The uncomfortable question for Tottenham and their manager: What is Jose Mourinho for?
“He’s a specialist in failure,” Jose Mourinho said of Arsene Wenger in February 2014.
In seven years since, Mourinho has won fewer trophies than Wenger – if, as the Tottenham Hotspur manager likes to, you count the Community Shield – and his old adversary left the dugout three seasons ago.
For a coach who has defined himself by winning, these must be frightening times.
It isn’t just the success that has dried up for Mourinho, the essence of his best teams seems a distant memory.
Porto punched way above their weight. Inter Milan were never-say-die. They made the most of their talents and then some by refusing to accept defeat.
Mourinho’s teams increasingly resemble the opposite of those qualities.
Spurs seem to be less than the sum of their parts, as his Manchester United also did, and they are chronically feeble.
They have given up 18 points from winning positions in the Premier League this season, second only to Brighton, to go with a shocking Europa League capitulation at Dinamo Zagreb.
It has begun to feel like Mourinho won’t be at Spurs next season whatever happens now.
They have a chance to win a first trophy for 13 years in the EFL Cup final later this month, but even that wouldn’t mask this team’s direction of travel.
Champions League qualification looks less and less likely, and the toxic cloud that heralded the end of his most recent jobs, at United and Chelsea, looks to have descended.
Loyal servant Harry Kane is rumoured to be disillusioned, while even a club employee noted after Sunday’s surrender to United that Son Heung-Min had never looked so low.
Have players stopped listening to Mourinho?
Mourinho’s explanation, as it often was at United, is that his players aren’t good enough.
Perhaps there is some truth in the suggestion that Spurs have suffered from under-investment in the squad compared to their rivals for a top-four place.
Toby Alderweireld and Hugo Lloris have regressed, Dele Alli deemed disposable.
But where are the players in the squad who Mourinho has improved? Is it just Tanguy Ndombele?
Where is the esprit de corps so obvious in his Porto, early Chelsea and Inter teams?

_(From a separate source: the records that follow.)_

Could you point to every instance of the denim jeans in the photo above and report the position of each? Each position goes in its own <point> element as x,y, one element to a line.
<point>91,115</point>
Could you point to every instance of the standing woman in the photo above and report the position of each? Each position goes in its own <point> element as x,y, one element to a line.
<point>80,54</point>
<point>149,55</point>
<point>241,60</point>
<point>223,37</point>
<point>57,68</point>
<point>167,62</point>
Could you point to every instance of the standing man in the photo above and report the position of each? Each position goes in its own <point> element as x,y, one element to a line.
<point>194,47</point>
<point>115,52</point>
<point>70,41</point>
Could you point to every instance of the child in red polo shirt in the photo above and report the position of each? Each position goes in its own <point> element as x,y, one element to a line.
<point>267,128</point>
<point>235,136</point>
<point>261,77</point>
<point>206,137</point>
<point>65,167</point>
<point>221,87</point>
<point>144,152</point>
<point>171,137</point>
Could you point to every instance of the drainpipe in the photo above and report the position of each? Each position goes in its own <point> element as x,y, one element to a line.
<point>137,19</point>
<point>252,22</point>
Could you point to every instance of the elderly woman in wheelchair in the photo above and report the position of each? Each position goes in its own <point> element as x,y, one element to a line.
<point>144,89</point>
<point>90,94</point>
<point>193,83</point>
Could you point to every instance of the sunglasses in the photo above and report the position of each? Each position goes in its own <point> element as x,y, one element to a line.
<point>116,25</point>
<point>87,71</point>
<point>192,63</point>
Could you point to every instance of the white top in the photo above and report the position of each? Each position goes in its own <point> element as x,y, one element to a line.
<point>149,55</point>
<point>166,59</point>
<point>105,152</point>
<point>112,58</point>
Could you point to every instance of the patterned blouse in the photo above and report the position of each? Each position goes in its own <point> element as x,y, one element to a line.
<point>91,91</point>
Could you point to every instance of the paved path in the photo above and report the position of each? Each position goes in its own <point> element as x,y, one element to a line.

Have players stopped listening to a man whose last Champions League triumph came when they were still teenagers, and has won just one league title since?
A few months out from his 60th year, Mourinho has some big questions to wrestle with.
What is he for? What is he good at?
Because it no longer seems to be creating a band-of-brothers mentality, nor improving players, nor being hard to beat or winning the biggest trophies.
While Tottenham face a period of soul-searching over the future of a man contracted for another two years on a reported salary of £15m, so does Mourinho himself.